Accelerators of Apoptosis as Arg/N-Degron Substrates.

During apoptosis, caspases cleave more than 1,000 different proteins in a mammalian cell. Caspase-mediated cleavages of cellular proteins can generate proapoptotic Ct-fragments, defined as those that increase the probability of apoptosis. Such Ct-fragments often bear destabilizing Nt-residues (SI Appendix, Fig. S6). It was found that the natural proapoptotic Ct-fragments Cys-Ripk1, Cys-Traf1, Asp-Brca1, Leu-Likk1, Tyr-Nedd9, Arg-Bid, Asp-Bcl_XL, Arg-Bim_EL, Asp-Epha4, and Tyr-Met were short-lived substrates of the Arg/N-degron pathway (SI Appendix, Fig. S6) (refs. 34 and 55 and references therein). In agreement with these results, even a partial ablation of the Arg/N-degron pathway sensitizes cells to apoptosis (55). In sum, the Arg/N-degron pathway is a regulator of apoptosis, acting largely (but not necessarily exclusively) (34) as an antiapoptotic circuit (55). By destroying proapoptotic Ct-fragments, the Arg/N-degron pathway contributes to thresholds that prevent a transient or otherwise weak proapoptotic signal from reaching the point of commitment to apoptosis.

Ubr1 Binds to Caspases.

Weaver et al. (70) showed that the Ubr1 Arg/N-recognin of the nematode Caenorhabditis elegans binds to both the procaspase Ced3 and its proteolytically activated form. One substrate of Ced3 is Lin28, a regulator of cell differentiation. Activated Ced3 cleaves Lin28, generating its Nt-Asn–bearing Ct-fragment that is rapidly destroyed by the Arg/N-degron pathway. In ubr1Δ worms the level of Lin28 was increased (as would be expected), but Lin28 was also at most weakly cleaved by Ced3 (70). The latter finding suggested that Ubr1 not only mediates the degradation of the caspase-generated Asn³¹-Lin28, but may also activate the Ced3 procaspase. If so, the Arg/N-degron pathway might be a previously unknown route for activation of caspases, a most interesting possibility.
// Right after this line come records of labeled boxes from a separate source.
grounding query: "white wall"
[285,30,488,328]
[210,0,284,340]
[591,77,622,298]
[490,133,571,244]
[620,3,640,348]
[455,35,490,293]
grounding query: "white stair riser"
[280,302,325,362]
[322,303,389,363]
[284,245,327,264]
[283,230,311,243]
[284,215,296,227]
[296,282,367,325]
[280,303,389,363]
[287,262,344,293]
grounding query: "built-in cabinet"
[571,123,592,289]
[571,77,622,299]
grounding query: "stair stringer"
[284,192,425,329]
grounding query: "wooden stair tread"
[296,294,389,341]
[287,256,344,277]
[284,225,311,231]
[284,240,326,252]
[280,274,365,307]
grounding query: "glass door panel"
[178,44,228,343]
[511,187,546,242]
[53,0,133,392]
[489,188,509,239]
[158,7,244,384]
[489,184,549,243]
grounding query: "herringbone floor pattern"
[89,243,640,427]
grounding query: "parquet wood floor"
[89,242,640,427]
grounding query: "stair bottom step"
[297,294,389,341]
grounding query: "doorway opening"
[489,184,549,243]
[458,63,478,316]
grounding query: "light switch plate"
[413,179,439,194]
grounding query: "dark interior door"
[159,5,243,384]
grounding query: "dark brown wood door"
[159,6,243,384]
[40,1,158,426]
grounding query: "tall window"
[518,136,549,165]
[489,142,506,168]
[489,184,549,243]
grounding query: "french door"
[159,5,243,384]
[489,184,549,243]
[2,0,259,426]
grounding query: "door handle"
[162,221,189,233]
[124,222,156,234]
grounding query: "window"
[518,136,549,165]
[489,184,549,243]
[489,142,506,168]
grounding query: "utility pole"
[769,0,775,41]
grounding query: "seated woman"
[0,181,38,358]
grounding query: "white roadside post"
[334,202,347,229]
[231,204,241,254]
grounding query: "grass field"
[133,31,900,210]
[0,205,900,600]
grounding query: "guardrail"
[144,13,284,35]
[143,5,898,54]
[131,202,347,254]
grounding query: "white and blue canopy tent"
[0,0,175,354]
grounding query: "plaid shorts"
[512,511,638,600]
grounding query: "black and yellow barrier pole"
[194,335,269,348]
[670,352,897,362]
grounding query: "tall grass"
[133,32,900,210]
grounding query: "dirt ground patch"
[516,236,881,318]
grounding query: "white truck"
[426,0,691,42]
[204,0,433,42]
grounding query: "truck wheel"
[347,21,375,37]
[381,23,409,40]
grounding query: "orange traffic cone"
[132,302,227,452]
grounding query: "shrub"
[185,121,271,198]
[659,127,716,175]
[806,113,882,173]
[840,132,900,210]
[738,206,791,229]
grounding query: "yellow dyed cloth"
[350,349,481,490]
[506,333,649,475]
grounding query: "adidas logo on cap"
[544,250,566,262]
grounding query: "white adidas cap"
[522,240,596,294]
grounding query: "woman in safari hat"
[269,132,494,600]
Regulation of Peptide Transport by the Arg/N-Degron Pathway.

In the absence of extracellular di/tripeptides, the S. cerevisiae transcriptional repressor Cup9 shuts off (nearly but not entirely) the PTR2 gene, which encodes the transmembrane peptide importer. This makes cells nearly (but not entirely) incapable of importing di/tripeptides (SI Appendix, Fig. S9). The type 1 and type 2 binding sites of Ubr1 recognize Arg/N-degrons through their binding, respectively, to basic and bulky hydrophobic Nt-residues in either proteins or short peptides (26, 63, 71).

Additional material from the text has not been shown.